Choosing the Right Measure

1. Visual Inspection

Start with a scatter plot:

ggplot(ecosystem_data, aes(x=temperature, y=biodiversity)) +
  geom_point() +
  # geom_smooth(method="lm", col="red") +
  theme_minimal() +
  labs(title="Scatter plot of temperature vs. biodiversity")

2. Check for Linearity

Assess if the relationship appears linear. Non-linear patterns may require Spearman’s or Kendall’s methods.

3. Test for Normality

Use the Shapiro-Wilk test:

shapiro.test(ecosystem_data$temperature)

    Shapiro-Wilk normality test

data:  ecosystem_data$temperature
W = 0.98763, p-value = 0.4816
shapiro.test(ecosystem_data$biodiversity)

    Shapiro-Wilk normality test

data:  ecosystem_data$biodiversity
W = 0.99392, p-value = 0.9369

4. Consider Sample Size and Ties

For small samples (n < 30) or data with many ties, Kendall’s Tau may be more appropriate than Spearman’s.

In this context, ties are instances where two or more observations have the same value.

5. Interpretability

Pearson’s r^2 represents the proportion of variance in one variable explained by the other. Spearman’s ρ^2 represents the proportion of variance in ranks explained. Kendall’s τ represents the probability of concordance minus the probability of discordance.

Additional Considerations

Bootstrapping for Confidence Intervals

Bootstrapping is a resampling technique that can provide more robust estimates of correlation coefficients (or anything that you want to measure). It involves repeatedly sampling with replacement from the dataset to calculate confidence intervals.
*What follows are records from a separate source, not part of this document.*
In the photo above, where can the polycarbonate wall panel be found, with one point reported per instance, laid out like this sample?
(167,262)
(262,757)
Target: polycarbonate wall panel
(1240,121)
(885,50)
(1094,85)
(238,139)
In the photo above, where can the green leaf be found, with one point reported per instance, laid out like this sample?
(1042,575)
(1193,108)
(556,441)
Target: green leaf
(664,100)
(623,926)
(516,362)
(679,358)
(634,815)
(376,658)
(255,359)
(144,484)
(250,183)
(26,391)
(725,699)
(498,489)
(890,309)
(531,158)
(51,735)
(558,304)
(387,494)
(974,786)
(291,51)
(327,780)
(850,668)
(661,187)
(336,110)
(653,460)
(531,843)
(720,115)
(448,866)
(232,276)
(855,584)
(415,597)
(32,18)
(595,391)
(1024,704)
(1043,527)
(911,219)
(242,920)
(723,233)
For more robust estimates, consider bootstrapping to calculate confidence intervals:

library(boot)

# Function to compute correlation
cor_func <- function(data, indices) {
  d <- data[indices,]
  return(cor(d$temperature, d$biodiversity, method="pearson"))
}

# Bootstrapping
set.seed(123)
boot_results <- boot(ecosystem_data, cor_func, R=1000)

# Print results
print(boot.ci(boot_results, type="bca"))
BOOTSTRAP CONFIDENCE INTERVAL CALCULATIONS
Based on 1000 bootstrap replicates

CALL : 
boot.ci(boot.out = boot_results, type = "bca")

Intervals : 
Level       BCa          
95%   ( 0.0003,  0.3971 )  
Calculations and Intervals on Original Scale

Partial Correlation

When you want to measure the relationship between two variables while controlling for the effect of one or more other variables, use partial correlation:

library(ppcor)

pcor_result <- pcor.test(ecosystem_data$temperature, ecosystem_data$biodiversity, ecosystem_data$salinity, method= "pearson")

print(pcor_result)
   estimate    p.value statistic   n gp  Method
1 0.1875848 0.06298709  1.880885 100  1 pearson

This partial correlation shows the relationship between temperature and biodiversity, controlling for the effect of salinity.

The choice of correlation measure should be guided by your data’s characteristics, research question, and the assumptions you can reasonably make. Each method offers unique insights, and sometimes using multiple methods can provide a more comprehensive understanding of your data.